LONDON, May 26 (Reuters) - Five candidates are running

to become President of the African Development Bank in an

election on Thursday during the lender's annual meeting in

Abidjan, Ivory Coast.

Tectonic shifts in global development finance with shrinking

concessional funding, cuts to wealthy countries' aid spending

and whipsawing borrowing costs have made the bank's $318 billion

capital more crucial to Africa's development.

Who are they and what do they want to do?

SWAZI TSHABALALA BAJABULILE

A banker with 30 years of experience, Tshabalala was, until

October, AfDB's senior vice president.

The South African, and sole female candidate, plans to

transform the bank if she takes the helm.

"The internal structure of the institution ... doesn't

facilitate the right sort of sustained focus to be able to

really deliver effectively on things like infrastructure," she

said. "We really should consolidate that."

Tshabalala said if delivered properly, infrastructure would

allow Africa to tap its resources - from minerals to finance to

trade. She wants to create innovative financial instruments,

building on the AfDB's foray into hybrid capital.

AMADOU HOTT

Senegal's former economy minister has decades of banking

experience from Lagos to London.

He would focus the AfDB on African financial self-reliance

by mobilising resources and designing projects to keep private

money on the continent.

"Revenue mobilization is number one," he said.
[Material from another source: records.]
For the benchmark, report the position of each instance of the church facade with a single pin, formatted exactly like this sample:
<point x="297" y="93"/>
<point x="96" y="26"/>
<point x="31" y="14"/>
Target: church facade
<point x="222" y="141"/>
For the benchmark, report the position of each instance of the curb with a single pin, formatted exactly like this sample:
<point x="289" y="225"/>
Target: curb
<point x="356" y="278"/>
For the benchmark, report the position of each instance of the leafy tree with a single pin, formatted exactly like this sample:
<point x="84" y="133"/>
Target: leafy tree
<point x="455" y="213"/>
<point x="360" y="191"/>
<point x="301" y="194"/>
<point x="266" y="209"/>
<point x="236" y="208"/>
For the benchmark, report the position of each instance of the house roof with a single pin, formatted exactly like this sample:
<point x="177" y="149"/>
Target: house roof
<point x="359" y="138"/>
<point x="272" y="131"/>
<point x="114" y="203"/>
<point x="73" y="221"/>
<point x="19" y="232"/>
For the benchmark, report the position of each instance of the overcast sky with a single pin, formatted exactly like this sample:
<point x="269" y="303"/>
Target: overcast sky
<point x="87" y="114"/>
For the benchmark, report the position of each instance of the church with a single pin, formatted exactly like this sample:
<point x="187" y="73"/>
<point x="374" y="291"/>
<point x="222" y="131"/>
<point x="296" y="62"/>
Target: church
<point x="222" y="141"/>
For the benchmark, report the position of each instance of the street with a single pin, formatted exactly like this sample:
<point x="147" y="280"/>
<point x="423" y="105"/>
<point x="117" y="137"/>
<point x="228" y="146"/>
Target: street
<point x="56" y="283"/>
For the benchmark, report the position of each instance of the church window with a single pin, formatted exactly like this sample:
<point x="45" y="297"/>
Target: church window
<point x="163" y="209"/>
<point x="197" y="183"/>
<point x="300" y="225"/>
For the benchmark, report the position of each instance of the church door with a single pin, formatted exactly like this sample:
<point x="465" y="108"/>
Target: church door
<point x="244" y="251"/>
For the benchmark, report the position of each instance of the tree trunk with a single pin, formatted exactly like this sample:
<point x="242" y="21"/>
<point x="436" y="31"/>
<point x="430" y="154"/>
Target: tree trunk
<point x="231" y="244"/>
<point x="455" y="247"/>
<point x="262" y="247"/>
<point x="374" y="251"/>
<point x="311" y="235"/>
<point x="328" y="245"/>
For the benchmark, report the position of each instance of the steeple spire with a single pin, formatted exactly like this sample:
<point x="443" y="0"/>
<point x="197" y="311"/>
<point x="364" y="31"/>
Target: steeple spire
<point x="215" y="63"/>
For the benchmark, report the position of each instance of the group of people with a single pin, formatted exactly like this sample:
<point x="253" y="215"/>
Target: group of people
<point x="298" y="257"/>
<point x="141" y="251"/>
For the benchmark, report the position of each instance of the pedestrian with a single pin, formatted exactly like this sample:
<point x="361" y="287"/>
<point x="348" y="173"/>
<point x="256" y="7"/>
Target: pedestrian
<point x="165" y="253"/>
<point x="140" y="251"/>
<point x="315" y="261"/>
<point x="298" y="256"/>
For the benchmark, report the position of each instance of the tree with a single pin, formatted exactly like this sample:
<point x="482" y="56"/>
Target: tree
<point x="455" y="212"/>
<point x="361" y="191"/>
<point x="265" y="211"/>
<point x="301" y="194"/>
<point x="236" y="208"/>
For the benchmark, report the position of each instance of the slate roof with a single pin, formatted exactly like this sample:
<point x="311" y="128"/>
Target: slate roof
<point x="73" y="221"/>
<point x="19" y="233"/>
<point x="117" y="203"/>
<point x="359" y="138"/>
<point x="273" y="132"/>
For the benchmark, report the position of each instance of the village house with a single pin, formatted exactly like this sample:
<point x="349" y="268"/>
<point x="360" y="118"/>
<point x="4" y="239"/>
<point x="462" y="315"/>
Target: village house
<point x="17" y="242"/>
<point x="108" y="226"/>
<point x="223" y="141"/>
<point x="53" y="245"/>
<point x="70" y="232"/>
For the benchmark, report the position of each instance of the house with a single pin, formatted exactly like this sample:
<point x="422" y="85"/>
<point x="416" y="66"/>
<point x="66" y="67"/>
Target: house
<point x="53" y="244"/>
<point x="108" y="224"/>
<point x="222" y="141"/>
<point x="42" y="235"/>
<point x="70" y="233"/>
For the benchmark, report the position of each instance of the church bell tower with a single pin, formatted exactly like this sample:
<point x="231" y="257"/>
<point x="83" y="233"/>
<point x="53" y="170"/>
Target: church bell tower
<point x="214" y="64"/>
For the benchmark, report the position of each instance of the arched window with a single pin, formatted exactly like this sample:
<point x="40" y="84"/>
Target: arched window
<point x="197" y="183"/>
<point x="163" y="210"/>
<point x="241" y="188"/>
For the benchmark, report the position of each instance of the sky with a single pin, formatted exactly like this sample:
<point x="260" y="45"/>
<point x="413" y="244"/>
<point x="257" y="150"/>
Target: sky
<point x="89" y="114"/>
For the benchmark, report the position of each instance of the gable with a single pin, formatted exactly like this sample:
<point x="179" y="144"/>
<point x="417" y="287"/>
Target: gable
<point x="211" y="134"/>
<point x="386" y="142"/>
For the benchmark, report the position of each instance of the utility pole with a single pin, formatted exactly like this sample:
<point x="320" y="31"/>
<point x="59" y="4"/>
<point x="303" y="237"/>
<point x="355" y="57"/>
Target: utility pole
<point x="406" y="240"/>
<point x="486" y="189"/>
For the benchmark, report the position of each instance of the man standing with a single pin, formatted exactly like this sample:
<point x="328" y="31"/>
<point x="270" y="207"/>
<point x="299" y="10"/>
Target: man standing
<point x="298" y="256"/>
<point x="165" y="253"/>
Hott said revenue collection must rise - the average tax to

GDP ratio in Africa is 16%, versus the OECD average of 34% -

which could boost credit ratings, lower borrowing costs and

marshal money for pressing needs, including power and

infrastructure.

"The money is out there," he said, adding that a lack of

ready-made well-structured projects that mitigated risks and

delivered returns had hamstrung private sector mobilization.

SAMUEL MUNZELE MAIMBO

A current World Bank vice president, the Zambian has three

decades of development finance experience.

As president, he would launch behind-the-scenes work to

aggregate data, fix the financial plumbing and streamline

regulations to enable Africa's 54 nations to trade with - and

finance - each other.

"Now more than ever before, we've got to get trade working

on the continent," he said. "If we're only trading 15% of our

products amongst each other, our products are either rotting or

they're being undervalued."

Maimbo - who has the backing of the Southern African

Development Community and the Common Market for Eastern and

Southern Africa - wants a continent-wide approach to everything

from debt sustainability to revenue collection and

infrastructure.

SIDI OULD TAH

Mauritania's ex-finance minister and presidential adviser

has run the Arab Bank for Economic Development in Africa for the

past decade.

"The AfDB must break free from legacy constraints and

position itself as the driver of Africa's economic sovereignty,"

Tah said.

He is focused on four points: mobilising a broader scope of

capital, reforming financial systems, harnessing demographics by

formalising the "informal sector" that employs 83% of Africans

and building climate-resilient infrastructure.

By partnering with the private sector, other multilateral

institutions and regional development banks, the AfDB can turn

every $1 raised into $10 of productive capital, he said.

ABBAS MAHAMAT TOLLI

Tolli has held top financial positions across Central Africa,

including as Chad's finance minister, regional central bank

governor and president of the Development Bank of Central

African States.

He focuses on self-sufficiency, from agriculture to finance,

and wants to strengthen governance to cut inefficient,

untransparent spending that has mired countries in debt without

development.

Africa suffers a lot of financial outflows due to fiscal

evasion or mismanagement of resources, he said, adding "we need

to better manage."

To make it work, Tolli envisions a "major overhaul" of the

AfDB's operational model by pooling risk, strengthening

public-private partnerships and digitizing financing mechanisms.

Tolli said his own life - tending goats as a child after

fleeing civil war aged 6 - mirrored Africa's journey and gave

him unique insight into how to lift all those on the continent.